On the second day of the five-day search for two missing youths Romulo Robiños and Ryan Supan in military camps, soldiers denied the families and rights groups entry to what the military calls a “sacred place,” a forested area beside the office of the Commanding General in Fort Magsaysay, headquarters of the 7th Infantry Division in Nueva Ecija.

By Dabet Castañeda
Vol. VIII, No. 8, March 30 – April 5, 2008

The search inside Camp Fort Magsaysay was almost a walk in the park but only until the families of Romulo Robiños, 26 years old, and Ryan Supan, 21 years old and human rights groups zeroed-in at the heart of the camp – the Commanding General’s Headquarters.

“It’s a sacred place,” Lt. Randy Cordero told human rights lawyer Danilo Valdez, Attorney V of the Commission on Human Rights-Region III (CHR-Region III).

“It is not for inspection,” Cordero said as he stressed that the families of Robiños and Supan, the CHR and representatives of the human rights alliance Karapatan (Alliance for the Advancement of Peoples’ Rights) could not go near the Commanding General’s Headquarters for “security reasons.”

The rights groups and the families of the two missing young men searched the 48,000-hectare Fort Magsaysay on the basis of a writ of amparo issued by Associate Justice Martin Villarama of the Court of Appeals 5th Division.
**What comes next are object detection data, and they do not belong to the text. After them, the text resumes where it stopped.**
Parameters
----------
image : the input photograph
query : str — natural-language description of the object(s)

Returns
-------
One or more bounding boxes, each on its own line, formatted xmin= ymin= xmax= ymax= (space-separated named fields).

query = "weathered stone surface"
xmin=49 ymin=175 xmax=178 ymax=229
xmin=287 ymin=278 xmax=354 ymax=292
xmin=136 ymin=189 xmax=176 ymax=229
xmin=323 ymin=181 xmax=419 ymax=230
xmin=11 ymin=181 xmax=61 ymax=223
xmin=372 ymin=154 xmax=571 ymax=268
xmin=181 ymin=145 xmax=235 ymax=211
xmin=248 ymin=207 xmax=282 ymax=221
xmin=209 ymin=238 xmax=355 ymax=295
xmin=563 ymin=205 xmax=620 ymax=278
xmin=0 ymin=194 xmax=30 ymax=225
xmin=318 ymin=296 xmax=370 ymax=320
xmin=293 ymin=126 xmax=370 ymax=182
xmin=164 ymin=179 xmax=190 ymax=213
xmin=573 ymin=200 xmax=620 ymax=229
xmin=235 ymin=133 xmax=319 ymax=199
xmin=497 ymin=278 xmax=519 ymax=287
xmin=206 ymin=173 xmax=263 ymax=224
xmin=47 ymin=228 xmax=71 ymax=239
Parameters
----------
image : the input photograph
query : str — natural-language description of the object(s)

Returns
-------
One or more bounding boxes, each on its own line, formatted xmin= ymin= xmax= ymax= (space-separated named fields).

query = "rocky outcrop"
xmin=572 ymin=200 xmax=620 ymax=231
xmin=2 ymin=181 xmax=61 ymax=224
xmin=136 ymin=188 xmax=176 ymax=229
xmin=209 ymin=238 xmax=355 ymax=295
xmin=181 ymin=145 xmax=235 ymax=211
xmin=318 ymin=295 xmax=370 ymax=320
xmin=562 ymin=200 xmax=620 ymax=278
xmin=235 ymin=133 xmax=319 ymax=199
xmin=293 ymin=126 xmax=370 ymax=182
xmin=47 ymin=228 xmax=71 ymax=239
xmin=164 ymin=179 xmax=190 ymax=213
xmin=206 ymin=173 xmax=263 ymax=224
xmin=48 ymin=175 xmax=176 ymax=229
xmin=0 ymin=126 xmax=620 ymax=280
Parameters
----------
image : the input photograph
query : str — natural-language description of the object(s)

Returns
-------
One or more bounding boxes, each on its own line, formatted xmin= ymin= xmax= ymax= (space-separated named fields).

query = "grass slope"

The appellate court acted on the petition of the Robiños and Supan families to conduct another search in four military camps in Central Luzon where they believe their sons have been kept. Romulo and Ryan were abducted allegedly by soldiers on Nov. 16 and 17, 2006, respectively, in the province of Pampanga.

The petitioners filed a writ of amparo for the protection of Romulo and Ryan who have been missing for 16 months. This is the second time the appellate court granted the request of the petitioners to search at least four military camps in Central Luzon – Camp Fort Magsaysay which houses the 7th Infantry Division of the Philippine Army, the Special Operations Command (SOCOM) and the Special Forces Regiment (SFR); the 69th Infantry Battalion headquarters in Mexico, Pampanga; and the 24th IB detachments in Limay, Bataan and Bamban, Tarlac.

The first camp search was scheduled by the court on Nov. 30 up to Dec. 4, 2006. However, the petitioners and Karapatan argued against the original schedule set by the court because it included a long weekend (Nov. 30, Friday, being a holiday and Dec. 1 and 2 being a Saturday and Sunday). It was only on Dec. 3, Monday, when the petitioners were able to coordinate with the CHR giving the petitioners only a day, Dec. 4, to search four camps located in four provinces.

On Dec. 4, the petitioners were only able to visit Fort Magsaysay. The CHR personnel divided themselves into four teams and visited the camps without the petitioners.

Petitioners asked the court for another five days of inspection but the court did not allow it because the CHR had reported that they have already searched the camps.

The petitioners then filed contempt charges against the CHR. Pending the resolution of the contempt charges, Villarama ordered another search that would last for five days.

The search was scheduled from March 25 to 29.